Kuşkusuz, artan terör eylemlerinin dâhili ve hârici pek çok boyutu bulunuyor. Bu dosyamızda, ülkemizi yeniden esir almaya çalışan PKK terörünün, dâhili sebeplerinden daha ziyade uluslararası boyutunu, bölgesel ve küresel aktörlerin PKK terörüne ilişkin yaklaşımlarını, söz konusu uluslararası çevrelerin terörist örgütler üzerinden oluşturmaya çalıştıkları algılarla neyi hedeflediklerini irdelemek istiyoruz...

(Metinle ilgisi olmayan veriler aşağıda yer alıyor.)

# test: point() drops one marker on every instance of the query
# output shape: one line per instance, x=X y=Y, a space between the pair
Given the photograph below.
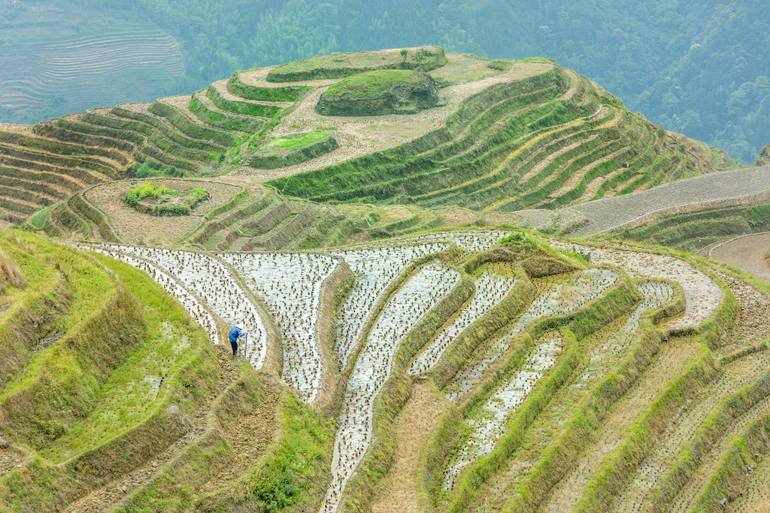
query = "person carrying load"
x=235 y=334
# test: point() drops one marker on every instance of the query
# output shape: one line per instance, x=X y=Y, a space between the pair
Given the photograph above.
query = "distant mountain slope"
x=693 y=68
x=505 y=135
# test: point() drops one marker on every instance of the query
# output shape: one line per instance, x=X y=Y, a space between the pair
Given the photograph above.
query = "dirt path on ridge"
x=749 y=252
x=114 y=492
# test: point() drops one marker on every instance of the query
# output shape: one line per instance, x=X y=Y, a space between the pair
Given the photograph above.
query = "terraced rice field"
x=527 y=134
x=546 y=140
x=517 y=360
x=55 y=65
x=387 y=360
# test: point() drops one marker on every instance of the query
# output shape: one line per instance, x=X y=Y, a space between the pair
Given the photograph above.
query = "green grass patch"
x=380 y=92
x=160 y=200
x=338 y=65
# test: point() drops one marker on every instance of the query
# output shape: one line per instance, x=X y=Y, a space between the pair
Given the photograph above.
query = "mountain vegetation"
x=405 y=340
x=691 y=68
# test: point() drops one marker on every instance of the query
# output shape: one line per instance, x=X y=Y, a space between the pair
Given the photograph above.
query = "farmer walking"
x=235 y=334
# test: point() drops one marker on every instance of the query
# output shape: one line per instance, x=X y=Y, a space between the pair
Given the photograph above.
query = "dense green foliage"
x=160 y=200
x=692 y=67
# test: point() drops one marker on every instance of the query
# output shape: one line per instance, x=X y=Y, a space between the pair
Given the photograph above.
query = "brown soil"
x=748 y=252
x=133 y=227
x=358 y=136
x=683 y=429
x=418 y=420
x=114 y=492
x=258 y=78
x=221 y=87
x=756 y=493
x=672 y=360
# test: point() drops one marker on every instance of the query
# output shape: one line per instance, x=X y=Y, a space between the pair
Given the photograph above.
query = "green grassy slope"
x=545 y=141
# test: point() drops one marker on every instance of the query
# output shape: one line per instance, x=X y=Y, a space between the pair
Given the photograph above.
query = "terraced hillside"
x=449 y=371
x=61 y=58
x=495 y=136
x=238 y=217
x=406 y=344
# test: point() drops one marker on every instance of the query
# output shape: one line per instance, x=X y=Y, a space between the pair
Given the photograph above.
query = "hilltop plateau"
x=464 y=283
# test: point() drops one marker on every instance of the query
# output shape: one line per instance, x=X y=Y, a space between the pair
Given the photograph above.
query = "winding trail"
x=749 y=252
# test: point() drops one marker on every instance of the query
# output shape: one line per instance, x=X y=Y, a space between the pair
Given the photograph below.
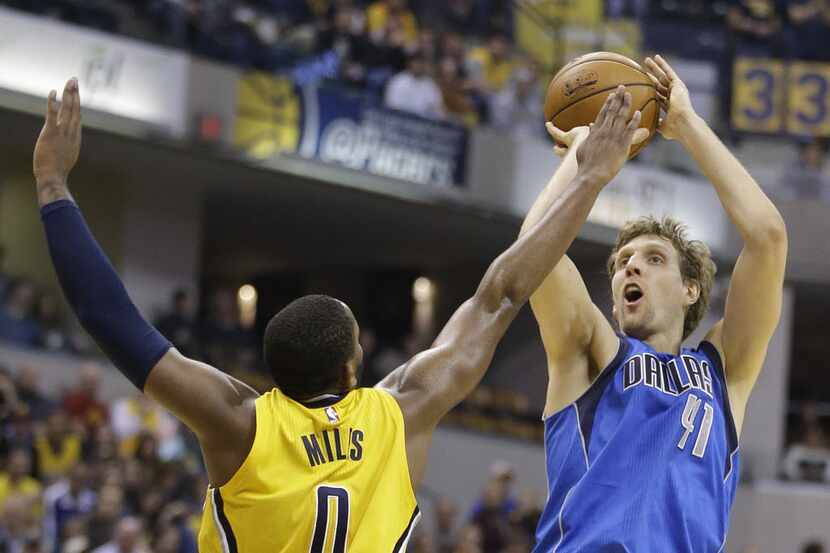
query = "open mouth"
x=632 y=294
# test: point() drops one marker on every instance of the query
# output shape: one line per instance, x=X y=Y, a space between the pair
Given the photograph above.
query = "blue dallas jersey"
x=645 y=461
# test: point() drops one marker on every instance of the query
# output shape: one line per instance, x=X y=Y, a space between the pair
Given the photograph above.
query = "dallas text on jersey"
x=333 y=449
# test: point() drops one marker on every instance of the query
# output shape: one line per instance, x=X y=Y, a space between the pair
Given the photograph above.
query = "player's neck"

Malum, Türkiye, Gezi olaylarından bu yana uluslararası bir takım çevrelerin hedefinde. Gezi ile başlayan ama o gün için başarılamayan süreçten vazgeçilmiş değil. Türkiye’nin istikrarsızlaştırılması, kuşatılması, durdurulması, kulağının çekilmesi, haddinin bildirilmesi artık nasıl tanımlanırsa tanımlansın o süreç alttan alta devam ediyor.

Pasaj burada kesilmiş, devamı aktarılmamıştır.